What accounts for this phenomenon? Gay "marriage." These were the years, Kurtz notes, "when the debate over the legal recognition of gay relationships came to the fore in the Netherlands." The debate came to an end when Holland legalized full same-sex "marriage" in the year 2000.
The conjunction of these two social phenomena, says Kurtz, is no coincidence. During Holland's decade-long drive to legalize same-sex "marriage," gay advocates openly scorned the idea that marriage ought to be defined by the possibility of childbearing. Love between two partners -- any two partners -- was the real basis of marriage. Thus, as one gay "marriage" advocate told the Dutch Parliament, "there is absolutely no reason, objectively, to distinguish between heterosexual and homosexual love." Dutch leaders bought this argument. Marriage would be reduced to -- as Kurtz put it -- "just one choice on a menu of relationship options." In marriage, as with cheeseburgers, you could have it your way.

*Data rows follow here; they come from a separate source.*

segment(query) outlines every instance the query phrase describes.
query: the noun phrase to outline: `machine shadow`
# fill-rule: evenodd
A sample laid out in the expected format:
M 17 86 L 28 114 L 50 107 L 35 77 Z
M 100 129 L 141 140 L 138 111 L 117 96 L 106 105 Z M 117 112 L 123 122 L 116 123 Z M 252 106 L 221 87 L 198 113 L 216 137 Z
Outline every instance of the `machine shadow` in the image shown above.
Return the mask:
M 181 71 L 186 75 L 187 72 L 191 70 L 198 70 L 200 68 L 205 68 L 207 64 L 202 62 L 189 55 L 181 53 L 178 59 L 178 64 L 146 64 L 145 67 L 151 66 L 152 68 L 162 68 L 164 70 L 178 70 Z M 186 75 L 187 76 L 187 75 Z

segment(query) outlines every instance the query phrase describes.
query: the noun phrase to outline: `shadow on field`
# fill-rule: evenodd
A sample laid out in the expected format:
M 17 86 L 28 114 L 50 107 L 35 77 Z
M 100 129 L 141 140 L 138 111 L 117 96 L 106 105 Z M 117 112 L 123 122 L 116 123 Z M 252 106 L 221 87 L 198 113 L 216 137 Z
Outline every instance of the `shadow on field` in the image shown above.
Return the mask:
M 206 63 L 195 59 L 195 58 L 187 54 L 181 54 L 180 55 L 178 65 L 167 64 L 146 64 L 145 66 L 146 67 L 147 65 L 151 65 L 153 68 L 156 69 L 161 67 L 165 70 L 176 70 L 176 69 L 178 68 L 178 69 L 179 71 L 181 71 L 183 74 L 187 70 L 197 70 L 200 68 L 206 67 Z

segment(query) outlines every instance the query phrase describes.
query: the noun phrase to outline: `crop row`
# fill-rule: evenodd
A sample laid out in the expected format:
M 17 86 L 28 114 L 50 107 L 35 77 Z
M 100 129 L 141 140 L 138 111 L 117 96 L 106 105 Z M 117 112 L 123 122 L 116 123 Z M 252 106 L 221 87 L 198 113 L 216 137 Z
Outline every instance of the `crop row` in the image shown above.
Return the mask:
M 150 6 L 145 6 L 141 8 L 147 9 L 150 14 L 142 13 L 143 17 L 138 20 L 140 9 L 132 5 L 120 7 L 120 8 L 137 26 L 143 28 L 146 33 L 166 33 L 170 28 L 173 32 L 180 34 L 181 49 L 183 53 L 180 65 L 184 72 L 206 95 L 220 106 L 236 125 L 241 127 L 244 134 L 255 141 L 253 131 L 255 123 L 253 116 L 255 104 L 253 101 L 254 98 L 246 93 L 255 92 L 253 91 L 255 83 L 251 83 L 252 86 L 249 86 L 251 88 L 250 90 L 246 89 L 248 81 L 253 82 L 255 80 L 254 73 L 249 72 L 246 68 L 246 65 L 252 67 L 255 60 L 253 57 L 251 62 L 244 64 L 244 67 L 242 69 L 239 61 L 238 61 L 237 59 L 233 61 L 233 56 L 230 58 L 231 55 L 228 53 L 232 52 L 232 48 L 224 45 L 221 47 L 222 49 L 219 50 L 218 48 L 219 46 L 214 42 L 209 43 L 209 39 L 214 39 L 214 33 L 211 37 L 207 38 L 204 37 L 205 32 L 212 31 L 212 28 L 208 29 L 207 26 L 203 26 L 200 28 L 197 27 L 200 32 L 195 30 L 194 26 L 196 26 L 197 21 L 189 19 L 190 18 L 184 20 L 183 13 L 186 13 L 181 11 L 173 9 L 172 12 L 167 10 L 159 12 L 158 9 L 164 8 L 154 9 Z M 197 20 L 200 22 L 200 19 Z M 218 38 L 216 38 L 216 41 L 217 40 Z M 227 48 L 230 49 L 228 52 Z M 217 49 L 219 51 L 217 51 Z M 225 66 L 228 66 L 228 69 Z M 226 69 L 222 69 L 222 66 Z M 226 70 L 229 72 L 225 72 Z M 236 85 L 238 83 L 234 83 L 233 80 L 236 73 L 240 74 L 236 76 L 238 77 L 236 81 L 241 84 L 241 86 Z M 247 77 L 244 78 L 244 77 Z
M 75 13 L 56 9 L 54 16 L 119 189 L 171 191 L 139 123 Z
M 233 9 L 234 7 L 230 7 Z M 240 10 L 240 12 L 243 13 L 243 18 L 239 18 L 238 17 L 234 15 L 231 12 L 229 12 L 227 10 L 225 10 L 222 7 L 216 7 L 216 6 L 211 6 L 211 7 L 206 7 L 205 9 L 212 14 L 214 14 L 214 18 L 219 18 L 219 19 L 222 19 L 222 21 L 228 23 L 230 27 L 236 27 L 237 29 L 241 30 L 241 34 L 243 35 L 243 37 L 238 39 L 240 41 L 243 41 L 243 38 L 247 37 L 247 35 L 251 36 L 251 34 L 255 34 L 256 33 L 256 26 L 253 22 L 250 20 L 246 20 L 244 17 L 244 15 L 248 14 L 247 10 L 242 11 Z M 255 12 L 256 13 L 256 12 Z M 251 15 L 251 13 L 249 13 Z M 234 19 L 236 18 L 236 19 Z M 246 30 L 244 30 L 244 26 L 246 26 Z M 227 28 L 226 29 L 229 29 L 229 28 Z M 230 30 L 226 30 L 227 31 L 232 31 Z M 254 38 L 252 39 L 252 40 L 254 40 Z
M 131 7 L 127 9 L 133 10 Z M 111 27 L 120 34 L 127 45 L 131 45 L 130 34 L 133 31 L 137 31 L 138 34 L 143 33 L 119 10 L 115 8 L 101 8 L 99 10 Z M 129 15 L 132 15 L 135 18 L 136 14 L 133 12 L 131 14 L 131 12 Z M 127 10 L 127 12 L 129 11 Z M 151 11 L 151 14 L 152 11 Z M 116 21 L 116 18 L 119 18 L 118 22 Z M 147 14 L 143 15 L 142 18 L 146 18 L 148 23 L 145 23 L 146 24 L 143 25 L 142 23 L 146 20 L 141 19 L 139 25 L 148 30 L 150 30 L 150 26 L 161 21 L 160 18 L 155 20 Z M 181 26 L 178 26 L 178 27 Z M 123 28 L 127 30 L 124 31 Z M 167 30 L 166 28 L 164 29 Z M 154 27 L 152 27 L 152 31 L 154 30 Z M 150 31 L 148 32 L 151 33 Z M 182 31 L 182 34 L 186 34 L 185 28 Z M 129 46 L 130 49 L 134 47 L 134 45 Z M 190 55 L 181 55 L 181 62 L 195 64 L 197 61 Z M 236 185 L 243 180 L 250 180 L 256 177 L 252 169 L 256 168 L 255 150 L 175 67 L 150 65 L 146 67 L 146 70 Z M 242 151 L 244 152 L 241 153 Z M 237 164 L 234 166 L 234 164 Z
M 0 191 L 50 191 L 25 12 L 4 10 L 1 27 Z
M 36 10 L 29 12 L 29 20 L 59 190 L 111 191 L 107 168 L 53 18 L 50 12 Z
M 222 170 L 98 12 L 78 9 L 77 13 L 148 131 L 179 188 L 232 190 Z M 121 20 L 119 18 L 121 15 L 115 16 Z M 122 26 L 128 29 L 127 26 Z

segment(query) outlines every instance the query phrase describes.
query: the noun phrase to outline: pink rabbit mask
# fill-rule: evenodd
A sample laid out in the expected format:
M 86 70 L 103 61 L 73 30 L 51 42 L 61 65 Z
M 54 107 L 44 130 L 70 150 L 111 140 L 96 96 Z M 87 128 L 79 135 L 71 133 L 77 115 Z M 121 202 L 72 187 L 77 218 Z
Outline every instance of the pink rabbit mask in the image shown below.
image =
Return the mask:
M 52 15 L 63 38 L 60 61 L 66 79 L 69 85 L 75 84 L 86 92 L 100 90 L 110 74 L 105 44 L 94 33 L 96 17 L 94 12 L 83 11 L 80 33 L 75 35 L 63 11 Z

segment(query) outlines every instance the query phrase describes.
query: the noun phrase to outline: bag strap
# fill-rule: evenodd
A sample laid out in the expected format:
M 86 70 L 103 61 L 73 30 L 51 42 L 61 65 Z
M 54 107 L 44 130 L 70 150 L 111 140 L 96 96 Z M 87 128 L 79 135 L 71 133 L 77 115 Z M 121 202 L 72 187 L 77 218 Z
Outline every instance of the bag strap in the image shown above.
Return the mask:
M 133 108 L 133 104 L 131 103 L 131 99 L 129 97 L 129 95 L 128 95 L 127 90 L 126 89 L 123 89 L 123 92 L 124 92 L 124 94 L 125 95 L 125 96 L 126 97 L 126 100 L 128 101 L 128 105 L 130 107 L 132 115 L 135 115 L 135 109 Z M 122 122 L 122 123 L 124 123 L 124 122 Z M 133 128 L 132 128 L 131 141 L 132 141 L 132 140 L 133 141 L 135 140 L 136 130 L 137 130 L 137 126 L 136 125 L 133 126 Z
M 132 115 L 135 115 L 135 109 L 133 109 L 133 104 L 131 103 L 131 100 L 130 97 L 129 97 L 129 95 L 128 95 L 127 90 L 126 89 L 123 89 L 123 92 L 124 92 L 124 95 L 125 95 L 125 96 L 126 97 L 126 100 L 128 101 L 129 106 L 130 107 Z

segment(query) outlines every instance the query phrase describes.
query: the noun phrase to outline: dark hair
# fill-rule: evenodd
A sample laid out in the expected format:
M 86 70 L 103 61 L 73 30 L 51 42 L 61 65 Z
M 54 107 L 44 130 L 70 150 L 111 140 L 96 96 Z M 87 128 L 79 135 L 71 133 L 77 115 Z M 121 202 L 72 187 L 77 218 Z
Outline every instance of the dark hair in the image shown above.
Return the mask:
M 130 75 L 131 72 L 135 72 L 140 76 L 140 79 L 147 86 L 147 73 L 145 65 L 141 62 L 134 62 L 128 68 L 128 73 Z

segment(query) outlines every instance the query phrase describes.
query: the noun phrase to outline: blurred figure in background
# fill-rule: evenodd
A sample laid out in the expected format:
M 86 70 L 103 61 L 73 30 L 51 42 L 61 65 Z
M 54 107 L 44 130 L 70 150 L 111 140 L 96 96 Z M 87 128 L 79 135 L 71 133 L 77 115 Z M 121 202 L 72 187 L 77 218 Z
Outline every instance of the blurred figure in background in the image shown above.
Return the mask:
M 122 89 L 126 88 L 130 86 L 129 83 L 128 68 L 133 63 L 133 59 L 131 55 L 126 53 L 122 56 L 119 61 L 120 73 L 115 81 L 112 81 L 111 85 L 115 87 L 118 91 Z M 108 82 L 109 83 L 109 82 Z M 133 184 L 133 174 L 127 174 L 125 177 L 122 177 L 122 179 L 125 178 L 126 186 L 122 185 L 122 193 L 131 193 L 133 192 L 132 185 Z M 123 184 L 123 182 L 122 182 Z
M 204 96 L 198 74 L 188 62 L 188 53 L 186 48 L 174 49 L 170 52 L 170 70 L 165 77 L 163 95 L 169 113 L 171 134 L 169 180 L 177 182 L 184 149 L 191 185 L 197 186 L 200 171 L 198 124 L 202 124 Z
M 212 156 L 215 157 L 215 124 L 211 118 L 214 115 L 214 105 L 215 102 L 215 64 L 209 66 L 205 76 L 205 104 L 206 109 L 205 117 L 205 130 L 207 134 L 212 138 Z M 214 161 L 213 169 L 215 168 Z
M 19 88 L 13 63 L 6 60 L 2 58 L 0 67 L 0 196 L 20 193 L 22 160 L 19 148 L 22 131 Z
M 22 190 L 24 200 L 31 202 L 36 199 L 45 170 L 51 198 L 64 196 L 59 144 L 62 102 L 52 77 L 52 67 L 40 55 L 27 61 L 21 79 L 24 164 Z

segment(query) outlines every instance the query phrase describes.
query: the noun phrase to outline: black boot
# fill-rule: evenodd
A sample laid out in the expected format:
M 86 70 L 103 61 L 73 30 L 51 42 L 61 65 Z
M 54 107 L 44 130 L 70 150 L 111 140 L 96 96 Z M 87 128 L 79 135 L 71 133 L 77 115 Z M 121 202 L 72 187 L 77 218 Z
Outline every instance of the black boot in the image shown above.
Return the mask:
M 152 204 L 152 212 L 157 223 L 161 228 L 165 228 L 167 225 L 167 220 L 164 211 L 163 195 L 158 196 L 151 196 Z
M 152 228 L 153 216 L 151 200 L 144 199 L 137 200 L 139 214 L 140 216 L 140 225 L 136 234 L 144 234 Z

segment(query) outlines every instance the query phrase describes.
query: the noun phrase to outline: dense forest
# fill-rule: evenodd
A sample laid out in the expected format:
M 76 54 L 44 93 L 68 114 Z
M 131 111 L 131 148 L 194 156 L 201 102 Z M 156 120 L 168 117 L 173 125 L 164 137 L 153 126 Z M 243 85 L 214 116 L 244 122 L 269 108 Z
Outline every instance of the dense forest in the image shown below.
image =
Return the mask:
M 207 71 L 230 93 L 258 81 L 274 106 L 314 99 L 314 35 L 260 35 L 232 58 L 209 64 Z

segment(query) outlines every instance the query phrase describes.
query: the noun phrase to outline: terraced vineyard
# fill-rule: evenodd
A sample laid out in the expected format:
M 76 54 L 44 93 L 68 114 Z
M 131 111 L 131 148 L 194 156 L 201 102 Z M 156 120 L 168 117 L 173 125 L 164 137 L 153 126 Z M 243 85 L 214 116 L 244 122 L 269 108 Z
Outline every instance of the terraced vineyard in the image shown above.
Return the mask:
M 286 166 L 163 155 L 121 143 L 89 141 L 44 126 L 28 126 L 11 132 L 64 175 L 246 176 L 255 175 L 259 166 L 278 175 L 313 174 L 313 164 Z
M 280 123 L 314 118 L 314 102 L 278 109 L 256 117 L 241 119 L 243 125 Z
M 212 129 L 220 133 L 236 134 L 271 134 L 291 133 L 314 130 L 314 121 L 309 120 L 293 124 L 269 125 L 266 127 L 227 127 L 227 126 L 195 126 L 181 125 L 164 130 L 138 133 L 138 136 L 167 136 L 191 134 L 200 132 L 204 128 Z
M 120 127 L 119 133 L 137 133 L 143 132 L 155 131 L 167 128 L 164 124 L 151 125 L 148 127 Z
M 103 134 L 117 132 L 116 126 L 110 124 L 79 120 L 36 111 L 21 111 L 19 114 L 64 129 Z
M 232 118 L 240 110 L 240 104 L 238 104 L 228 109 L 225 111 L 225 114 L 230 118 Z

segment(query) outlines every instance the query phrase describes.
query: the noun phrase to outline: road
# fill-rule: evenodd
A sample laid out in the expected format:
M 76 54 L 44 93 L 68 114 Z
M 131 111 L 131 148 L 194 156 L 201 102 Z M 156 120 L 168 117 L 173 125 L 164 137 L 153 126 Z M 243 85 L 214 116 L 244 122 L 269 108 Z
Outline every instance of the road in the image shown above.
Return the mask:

Then a funny thing happened on the road to redefining marriage: Dutch people simply stopped getting married -- even when they had children. This really ought to come as no surprise. After all, Kurtz writes, "Spend a decade telling people that marriage is not about parenthood, and they just might begin to believe you. Make relationship equality a rallying cry, and people might decide that all forms of relationships are equal."
The ease with which the Dutch jettisoned marriage happened in large part because the Dutch had already abandoned their Judeo-Christian heritage. The few religious voices raised in defense of traditional marriage were drowned out. And as a result Holland is now going the way of Scandinavia -- where acceptance of gay "marriage" has led to the continued deterioration of marriage.
What's happening in the Netherlands gives us clear evidence of what gay "marriage" does: People stop getting married, and children suffer. Let this serve as a warning to Americans. Marriage between one man and one woman must be protected and strengthened. If it isn't, then American families -- already deeply damaged by divorce and illegitimacy -- will be destroyed.